Here we have such vague rules as one against “incivility” and creation of a “hostile environment”, all of which really means saying something someone else doesn’t like. And rather than responding to that offense by condemning it, they want it punished. As this is a state university, it is bound by the first amendment and these rules are blatant violations of the free speech clause. Trampling on a flag is expressive speech, just as waving a flag is expressive speech.
But here’s how hypocrisy resides in groups on both sides of the political spectrum. We hear from many conservative groups how flag burning is not protected by the first amendment because it is conduct, not speech; yet they are up in arms about these charges involving trampling on the mockup of a flag. And those groups on campus that are filing charges in this case no doubt just find it ridiculous that the right gets so upset by those who burn the American flag, yet desecrate something they believe in and the same zeal to coerce and punish comes out of them.

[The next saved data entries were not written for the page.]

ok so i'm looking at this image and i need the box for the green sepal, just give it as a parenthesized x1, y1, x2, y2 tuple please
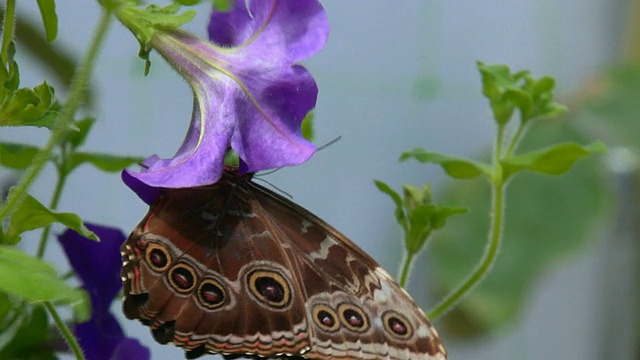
(403, 184, 468, 254)
(501, 141, 607, 179)
(0, 247, 91, 323)
(36, 0, 58, 42)
(0, 142, 41, 169)
(115, 2, 196, 61)
(68, 152, 142, 173)
(1, 194, 98, 245)
(400, 148, 492, 179)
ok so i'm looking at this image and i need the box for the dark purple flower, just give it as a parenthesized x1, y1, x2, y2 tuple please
(58, 224, 150, 360)
(123, 0, 329, 201)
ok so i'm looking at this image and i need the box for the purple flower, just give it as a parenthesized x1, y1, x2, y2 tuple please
(123, 0, 329, 201)
(58, 224, 150, 360)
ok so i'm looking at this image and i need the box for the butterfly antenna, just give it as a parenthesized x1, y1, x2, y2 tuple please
(317, 135, 342, 151)
(254, 136, 341, 197)
(254, 177, 293, 199)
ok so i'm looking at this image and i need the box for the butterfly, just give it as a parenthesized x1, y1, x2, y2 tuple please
(121, 168, 448, 359)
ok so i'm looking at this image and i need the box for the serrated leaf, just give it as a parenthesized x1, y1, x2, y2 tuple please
(3, 194, 97, 244)
(36, 0, 58, 42)
(501, 141, 607, 179)
(68, 152, 143, 172)
(400, 148, 492, 179)
(0, 81, 57, 128)
(65, 117, 96, 150)
(0, 247, 90, 314)
(0, 142, 41, 169)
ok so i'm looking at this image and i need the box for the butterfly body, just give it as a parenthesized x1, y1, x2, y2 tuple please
(122, 169, 448, 359)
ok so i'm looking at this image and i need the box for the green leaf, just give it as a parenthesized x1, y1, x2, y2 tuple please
(65, 117, 96, 150)
(0, 142, 41, 169)
(533, 76, 555, 97)
(36, 0, 58, 42)
(431, 205, 469, 230)
(2, 194, 98, 244)
(301, 111, 314, 141)
(374, 180, 407, 231)
(504, 88, 532, 118)
(400, 148, 492, 179)
(0, 247, 90, 319)
(0, 305, 56, 360)
(175, 0, 201, 5)
(429, 120, 611, 336)
(0, 81, 58, 128)
(68, 152, 143, 172)
(501, 141, 607, 179)
(212, 0, 234, 11)
(0, 292, 11, 325)
(0, 42, 19, 93)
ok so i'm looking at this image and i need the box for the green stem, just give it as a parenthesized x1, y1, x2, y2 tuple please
(427, 124, 507, 319)
(504, 121, 527, 157)
(0, 7, 112, 222)
(398, 252, 415, 288)
(36, 168, 68, 258)
(1, 0, 16, 63)
(44, 302, 85, 360)
(427, 181, 505, 319)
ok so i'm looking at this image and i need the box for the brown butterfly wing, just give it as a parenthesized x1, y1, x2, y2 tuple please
(121, 171, 448, 359)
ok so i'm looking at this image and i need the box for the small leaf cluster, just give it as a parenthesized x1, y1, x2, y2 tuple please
(378, 62, 607, 319)
(375, 181, 467, 257)
(401, 62, 606, 185)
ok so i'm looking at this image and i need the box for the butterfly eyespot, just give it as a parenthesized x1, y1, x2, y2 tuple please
(197, 278, 226, 309)
(382, 311, 413, 339)
(145, 243, 172, 272)
(311, 304, 340, 332)
(168, 264, 197, 294)
(337, 303, 370, 333)
(247, 270, 291, 309)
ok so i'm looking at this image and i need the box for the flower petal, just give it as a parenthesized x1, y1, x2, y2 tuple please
(124, 0, 328, 191)
(208, 0, 329, 62)
(58, 224, 125, 312)
(57, 223, 150, 360)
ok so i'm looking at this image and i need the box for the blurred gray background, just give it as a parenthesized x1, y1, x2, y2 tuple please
(4, 1, 638, 359)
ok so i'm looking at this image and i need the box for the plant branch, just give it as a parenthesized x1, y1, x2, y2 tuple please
(0, 7, 113, 222)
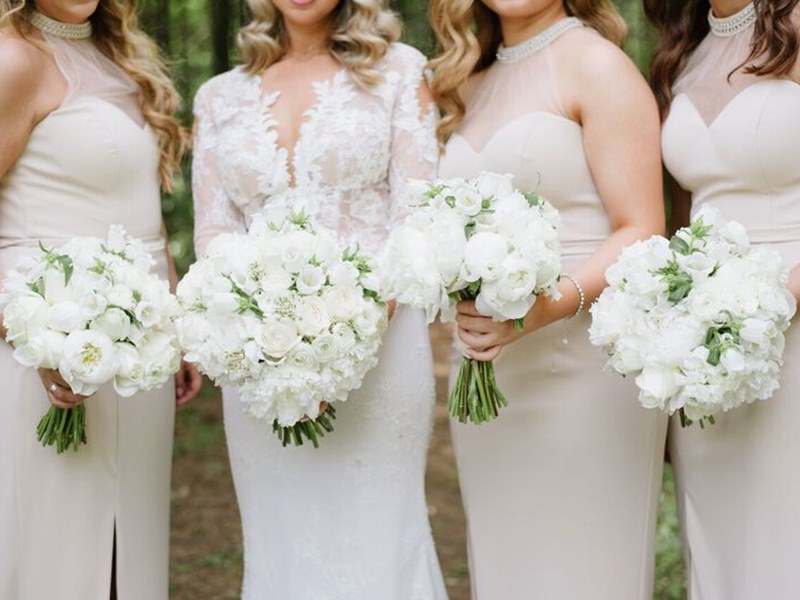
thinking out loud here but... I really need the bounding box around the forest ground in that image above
[169,324,685,599]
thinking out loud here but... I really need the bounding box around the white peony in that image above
[58,329,118,395]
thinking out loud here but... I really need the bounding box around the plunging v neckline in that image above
[250,68,347,188]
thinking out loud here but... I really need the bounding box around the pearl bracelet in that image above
[561,273,585,320]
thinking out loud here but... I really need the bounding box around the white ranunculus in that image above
[59,329,119,395]
[258,321,301,360]
[296,296,331,337]
[452,186,484,217]
[287,342,316,370]
[91,307,133,342]
[331,322,356,351]
[311,333,338,363]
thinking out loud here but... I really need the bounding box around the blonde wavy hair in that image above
[0,0,186,191]
[239,0,401,89]
[430,0,628,143]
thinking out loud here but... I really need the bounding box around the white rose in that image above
[296,296,331,337]
[47,301,87,333]
[323,286,360,321]
[288,342,317,370]
[113,343,145,397]
[452,187,484,217]
[311,333,338,363]
[91,307,133,342]
[258,321,301,360]
[58,329,119,395]
[296,264,327,296]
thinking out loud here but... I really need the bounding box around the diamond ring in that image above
[49,383,59,394]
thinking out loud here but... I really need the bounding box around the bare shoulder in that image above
[0,33,46,97]
[551,27,656,120]
[552,27,643,86]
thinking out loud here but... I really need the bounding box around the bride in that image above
[191,0,447,598]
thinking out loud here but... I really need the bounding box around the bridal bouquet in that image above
[589,207,796,426]
[0,226,181,453]
[379,172,562,424]
[176,209,387,447]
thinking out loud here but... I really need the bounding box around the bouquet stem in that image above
[273,405,337,449]
[678,408,715,429]
[448,357,508,424]
[36,405,87,454]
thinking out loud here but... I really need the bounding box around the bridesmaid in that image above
[430,1,667,598]
[647,1,800,597]
[0,1,200,599]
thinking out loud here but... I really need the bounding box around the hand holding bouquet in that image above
[589,206,796,426]
[379,172,562,424]
[0,226,181,452]
[176,209,387,447]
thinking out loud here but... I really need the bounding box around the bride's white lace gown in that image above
[192,43,448,600]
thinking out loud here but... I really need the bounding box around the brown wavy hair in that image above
[429,0,628,143]
[239,0,401,90]
[0,0,187,191]
[645,0,800,119]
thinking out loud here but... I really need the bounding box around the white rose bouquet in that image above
[379,172,562,424]
[176,209,387,447]
[589,206,797,426]
[0,226,181,453]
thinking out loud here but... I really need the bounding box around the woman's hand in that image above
[387,300,397,321]
[456,300,528,362]
[175,360,202,407]
[38,368,87,409]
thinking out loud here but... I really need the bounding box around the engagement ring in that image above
[49,383,59,393]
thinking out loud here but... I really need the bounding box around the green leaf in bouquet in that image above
[288,209,312,229]
[524,192,543,208]
[657,260,693,304]
[668,235,691,256]
[689,216,713,240]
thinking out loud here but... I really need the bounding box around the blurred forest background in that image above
[137,1,685,598]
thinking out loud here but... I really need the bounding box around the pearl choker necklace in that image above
[708,3,756,37]
[496,17,583,64]
[25,9,92,40]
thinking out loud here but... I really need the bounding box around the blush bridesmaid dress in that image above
[439,17,668,600]
[0,18,175,600]
[661,4,800,599]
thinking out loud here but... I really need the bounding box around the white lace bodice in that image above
[192,43,437,256]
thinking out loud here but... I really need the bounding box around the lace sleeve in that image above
[192,85,246,257]
[388,49,439,226]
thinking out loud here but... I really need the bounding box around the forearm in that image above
[161,222,179,293]
[521,223,660,334]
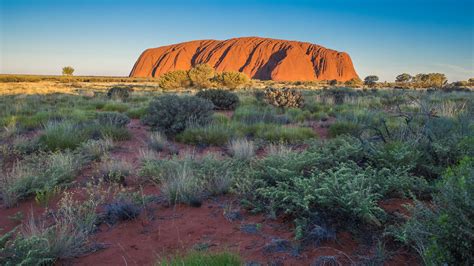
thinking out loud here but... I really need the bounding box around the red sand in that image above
[129,37,359,82]
[0,117,420,265]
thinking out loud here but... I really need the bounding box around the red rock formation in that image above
[129,37,359,82]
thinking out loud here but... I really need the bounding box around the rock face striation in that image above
[130,37,359,82]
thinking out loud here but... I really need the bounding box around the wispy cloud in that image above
[434,63,473,75]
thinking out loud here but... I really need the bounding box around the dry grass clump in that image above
[228,138,255,160]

Eugene Volokh asks the right questions of both sides:
But for those who disagree, let me ask: SFSU is investigating (with the threat of administrative punishment) the College Republicans for, among other things, supposedly being “incivil” and creating a “hostile environment” by stepping on butcher-paper representations of Hamas and Hezbollah flags (which also contained the name of Allah in Arabic script). If you think that there’s no First Amendment problem with banning flagburning, on the theory that it’s not speech, I take it that you think there’s no First Amendment problems with punishing (even criminalizing) the Republicans’ actions, right?
Likewise, if SFSU tried to punish a student for waving a Confederate flag (assume no special circumstances such as the flag’s being stolen, or the waving been intended and understood as a personal insult and invitation to fight addressed to one particular person), I take it you’d say “Sure, no First Amendment problem,” right?
FIRE has it absolutely right:
“In a free society, neither SFSU nor any other agency of the government has the power to investigate a group simply for disrespecting a religious symbol,” FIRE’s Shibley said. “By continuing this investigation, SFSU is not just charting new territory in campus repression, but its actions come into direct conflict with the United States Constitution. The charges against the College Republicans must be immediately dismissed.”
It is time to mount a major campaign against such hate speech codes all around the country. Suits should be filed in every single case where a public university has punished anyone for constitutionally protected speech, enough cases so they have to be consolidated. There have been two cases striking down such codes, one in Wisconsin and one in Michigan, but neither was appealed so no wider precedent was set. It is time to make sure that precedent is set nationally, with a Supreme Court ruling that does away with such codes forever.
This is one area where advocacy groups from the left and the right agree. The ADF, FIRE, the ACLU and any other group that is opposed to such codes should join forces and start an all out assault on them from one end of the country to another to be sure that at least one of them will make it to the Supreme Court (or more likely they’ll be consolidated into one case). Even I would donate money to the ADF for this cause.